What is Coachella post-Beyoncé? For Ari, a stage where you can live out your fantasies. Photo: (C)Kevin Mazur/Getty Images for AG
An hour before Ariana Grande comes onstage to headline the third and final night of Coachella 2019’s first weekend, Lauren Mayberry of Chvrches asks in a tent on the opposite side of the field, “What does Coachella even mean post-Beyoncé?” It means everything is possible. International acts? Bring it. Sets that are equal parts choreography as they are tight musicianship? Yes please. Mainstream pop? In a field that is the internet transposed IRL, 100 percent. The lineup aligns with the collective mass’s Spotify algorithm. Popular is king.
Grande needn’t be framed as Bey’s successor. That’s impossible. Grande is a force in her own right; the biggest streaming female artist in the world, who has released her biggest two albums just within the past year. “Coachella I’ve been rehearsing my whole fucking life for this moment,” she says with her first address. “Make some noise for NSYNC!”
An early jawdrop sees the four members of the ‘90s boyband (i.e., minus Justin Timberlake) blast out onstage like they’ve never been gone (ageing process aside). They perform a chorus of their 2000 deep-cut “It Makes Me Ill,” which Grande recently interpolated on “Break Up With Your Girlfriend, I’m Bored.” Then, with Grande as their fill-in fifth member for the night, they pile into the deliciously old school ‘Tearin’ Up My Heart’ with their classic logo pasted on the video screens behind them.
Maybe that’s what Coachella is post-Beyoncé. It’s a stage where you can live out your fantasies. When Grande said she’s been “rehearsing,” she’s referring to the fact she’s about to bust out the song’s OG choreography. She takes Timberlake’s vocals on the second verse. “I can die now,” she says as the four men disappear.

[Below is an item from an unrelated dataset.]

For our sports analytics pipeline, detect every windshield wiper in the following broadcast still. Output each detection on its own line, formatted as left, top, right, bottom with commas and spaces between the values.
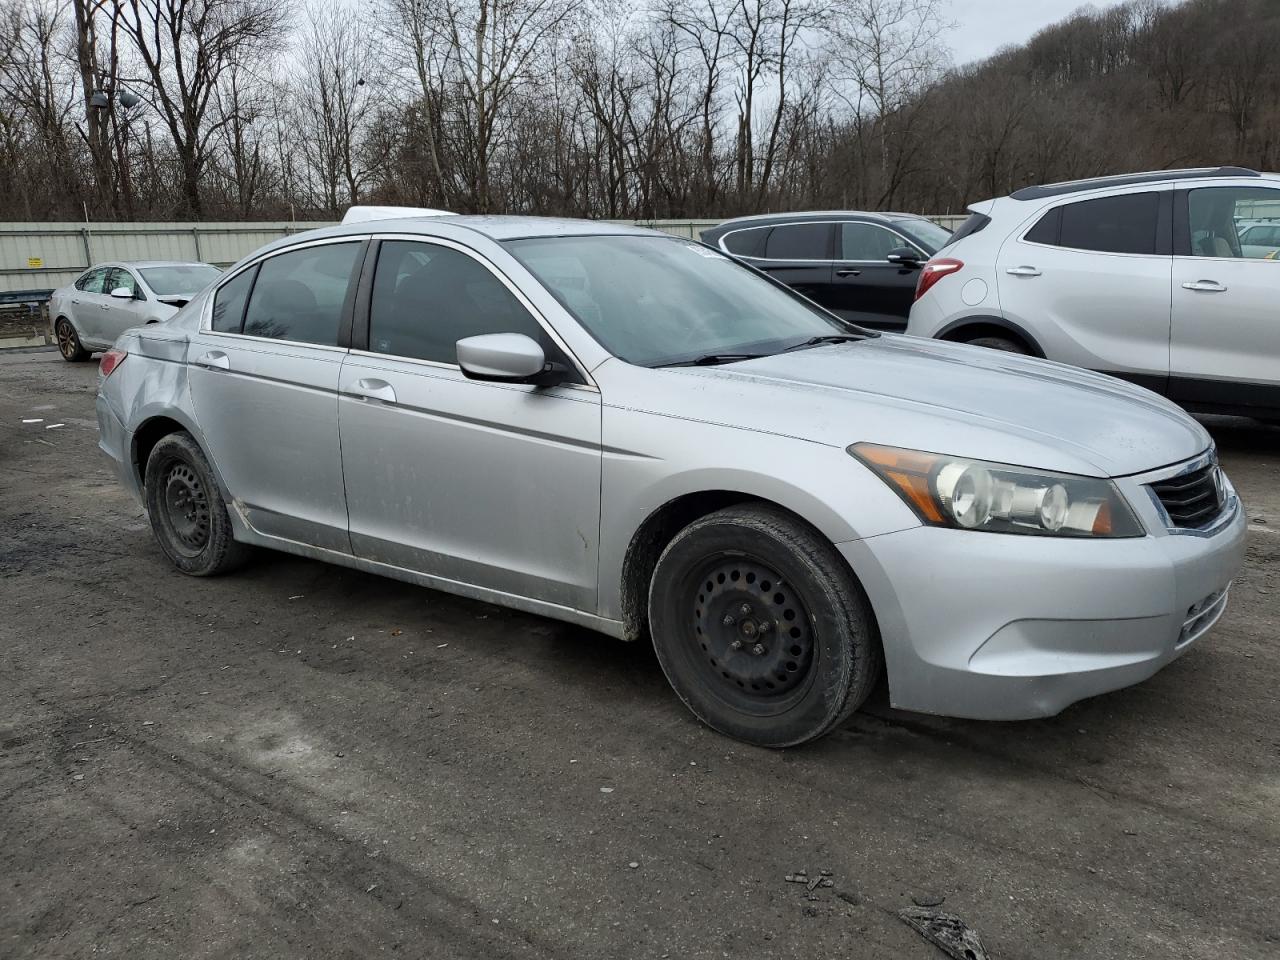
658, 352, 768, 367
782, 334, 862, 353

Grande is a genius at monopolizing her own nostalgia, arriving at her peak during a time of ultimate ‘90s throwback, leaving little Easter eggs from her own favorite songs in her new material. Her set is a dedication to what brought her to fantasize about this moment. A little clip of the film First Wives Club to introduce the new jack swing of “Be Alright”? Sure! Choreography that involves a lot of seducing dancers by wrapping her limbs around them on items of furniture? Please help yourself to this dining table, Ari, or this chair over here. She wears a tiara and her trademarked ponytail, her knee-high boots and ruffled sleeves frame her like the eternal prom princess she is.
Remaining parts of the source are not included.